[Wien] LAPW2 crashed when running in parallel

Wei Xie wxie4 at wisc.edu
Mon Nov 1 17:35:58 CET 2010


Hi Maxim,

Thanks for the follow-up!

I think it should be -machinefile  that's appropriate. Here's the help:
-machinefile                 # file mapping procs to machine

No -hostfile option mentioned for my current version of MPI in the help.

Yes, the machine0/1/2 files are exactly like what you described.

The parallel_options is: 
setenv USE_REMOTE 1
setenv MPI_REMOTE 1
setenv WIEN_GRANULARITY 1
setenv WIEN_MPIRUN "mpirun -np _NP_ -hostfile _HOSTS_ _EXEC_"

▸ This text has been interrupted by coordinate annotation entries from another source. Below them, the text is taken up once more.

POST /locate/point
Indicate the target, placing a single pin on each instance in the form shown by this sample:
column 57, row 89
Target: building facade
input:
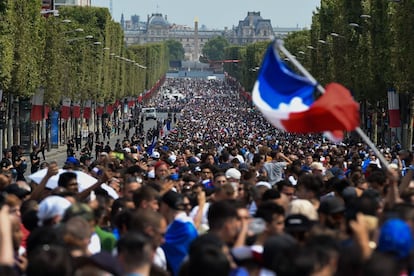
column 157, row 29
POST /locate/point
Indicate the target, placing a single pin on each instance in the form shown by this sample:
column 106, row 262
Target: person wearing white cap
column 317, row 168
column 276, row 167
column 51, row 210
column 233, row 177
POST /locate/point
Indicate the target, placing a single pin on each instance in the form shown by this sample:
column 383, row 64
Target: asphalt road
column 59, row 154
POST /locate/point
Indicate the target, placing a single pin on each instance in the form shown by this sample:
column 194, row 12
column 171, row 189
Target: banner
column 76, row 110
column 87, row 109
column 394, row 109
column 65, row 109
column 54, row 129
column 36, row 113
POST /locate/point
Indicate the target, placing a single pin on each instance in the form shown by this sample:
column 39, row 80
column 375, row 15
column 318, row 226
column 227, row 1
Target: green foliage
column 175, row 50
column 214, row 48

I think the problem should be due to my MPI. However, even if disable MPI parallelization, the problem still persists (no evident difference in the output files, including case.dayfile, stdout and :log). Note we can run with exactly the same set of input files in serial mode with no problem. 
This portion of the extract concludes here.